The society’s mission was to open access to the educationally disadvantaged without compromising personalized pedagogy. In 1892, the University of Chicago adopted its model of engaged correspondence pedagogy, and other universities soon followed.
In the age of mass media, universities like Penn State and the University of Iowa began offering radio courses for credit in the 1920s, and the University of Houston was the first to offer televised classes for credit in 1953. While radio and television courses did not offer the same highly personalized learning experience as the Society to Encourage Studies at Home, these courses were aimed at creating new opportunities for those who couldn’t attend a traditional college.
By the mid-1990s, a few completely online universities created economies of scale that led many to associate online education with dehumanization and predigested teaching modules made for the masses.
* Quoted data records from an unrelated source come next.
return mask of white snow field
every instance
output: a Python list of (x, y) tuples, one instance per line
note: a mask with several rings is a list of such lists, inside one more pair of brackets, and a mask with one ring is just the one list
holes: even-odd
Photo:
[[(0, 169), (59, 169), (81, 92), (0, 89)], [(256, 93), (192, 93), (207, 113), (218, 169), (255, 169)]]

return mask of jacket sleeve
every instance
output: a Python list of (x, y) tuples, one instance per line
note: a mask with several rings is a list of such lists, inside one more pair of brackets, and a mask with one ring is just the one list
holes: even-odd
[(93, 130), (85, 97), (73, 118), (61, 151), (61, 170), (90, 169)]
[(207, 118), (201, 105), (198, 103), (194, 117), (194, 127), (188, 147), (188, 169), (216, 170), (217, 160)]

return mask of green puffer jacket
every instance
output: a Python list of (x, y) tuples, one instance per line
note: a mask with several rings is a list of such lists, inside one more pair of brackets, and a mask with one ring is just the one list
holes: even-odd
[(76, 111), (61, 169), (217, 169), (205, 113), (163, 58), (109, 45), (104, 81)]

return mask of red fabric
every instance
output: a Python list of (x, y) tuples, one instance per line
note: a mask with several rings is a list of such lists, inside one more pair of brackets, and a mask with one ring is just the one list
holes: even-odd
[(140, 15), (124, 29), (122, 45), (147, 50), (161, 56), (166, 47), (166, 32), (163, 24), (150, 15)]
And the rise of massive open online courses in 2012 further exacerbated the idea that online teaching entailed celebrity professors teaching blockbuster courses to throngs of passive learners.
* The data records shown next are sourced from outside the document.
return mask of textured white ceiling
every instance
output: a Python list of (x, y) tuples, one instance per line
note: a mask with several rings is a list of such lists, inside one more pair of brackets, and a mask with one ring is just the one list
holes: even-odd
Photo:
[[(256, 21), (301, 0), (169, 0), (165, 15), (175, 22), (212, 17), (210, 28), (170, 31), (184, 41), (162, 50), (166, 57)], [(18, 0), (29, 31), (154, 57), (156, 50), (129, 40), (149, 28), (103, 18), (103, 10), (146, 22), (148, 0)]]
Alongside the spread of broadcast-style teaching, however, new technologies, extensive research and targeted experiments quietly created a mature field of online learning that fosters interactive, engaged pedagogy -- exactly the kind of pedagogy that Anna Eliot Ticknor delivered to the society’s students, only using the tools of our time rather than hers.
During spring break 2020, while students were away, many U.S. universities did something entirely new. They prepared to offer all of their courses remotely, from biology labs to history lectures to studio art classes. Faculty didn’t have the luxury of time, but even the most reluctant professors have been curious about what they can achieve using tools like Zoom and Kaltura and supported by experts on campus.
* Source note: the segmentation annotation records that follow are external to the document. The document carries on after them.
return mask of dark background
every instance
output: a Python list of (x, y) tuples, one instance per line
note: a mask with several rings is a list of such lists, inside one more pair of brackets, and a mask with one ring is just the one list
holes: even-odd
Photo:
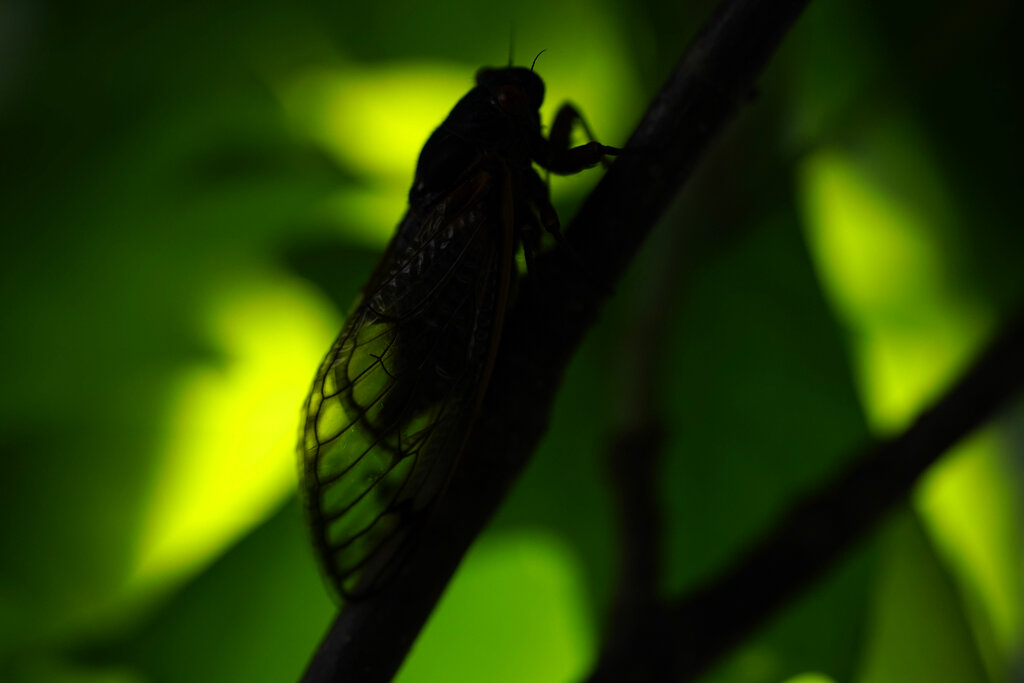
[[(298, 678), (334, 612), (299, 405), (484, 65), (625, 143), (708, 2), (0, 5), (0, 680)], [(657, 369), (665, 591), (935, 398), (1024, 293), (1009, 2), (819, 0), (581, 348), (401, 681), (569, 681), (617, 546), (605, 451)], [(571, 214), (600, 170), (551, 182)], [(641, 362), (641, 360), (643, 362)], [(1024, 412), (711, 675), (1010, 680)]]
The biggest revelations, however, have been about the human not the technical dimension of teaching. While teaching is physically remote, we are learning that it can be much more personal than on-campus teaching. Remote teaching requires us to become more aware of the human condition of our students. When students come to campus, they leave their homes and families largely behind, stepping into a new world where classrooms and dorms obscure the lives they led prior to matriculation. Now we are teaching into the worlds our students have had to return to -- the homes they share with others, or the homelessness of earlier years, or the hostile home environments they escaped from when they came to campus.
And like our students, faculty, too, are revealing what makes us most human. As we fumble with the mute button on Zoom or ask our students for help with video sharing, we expose our incompetency rather than our mastery of the material. As pets, kids and aged parents wander into the virtual classrooms we have created on kitchen tables or in our small home workspaces, students see the tugs on our attention and the challenges we, too, temporarily escape when we come to campus to teach in well-maintained classrooms and hold office hours in well-appointed university offices.
The 21st-century version of the Society to Encourage Studies at Home that we have created this spring appears to be less institutionalized, less curated and less controlled than what came before. It also appears to be more human and more accommodating -- more tailored to the primal rhythms of student and faculty life, to who we really are when push comes to shove. For many, this is a great loss, and for others it is eye-opening. But one thing is clear: we aren’t going back to business as usual any time soon, and education may become more human as a result.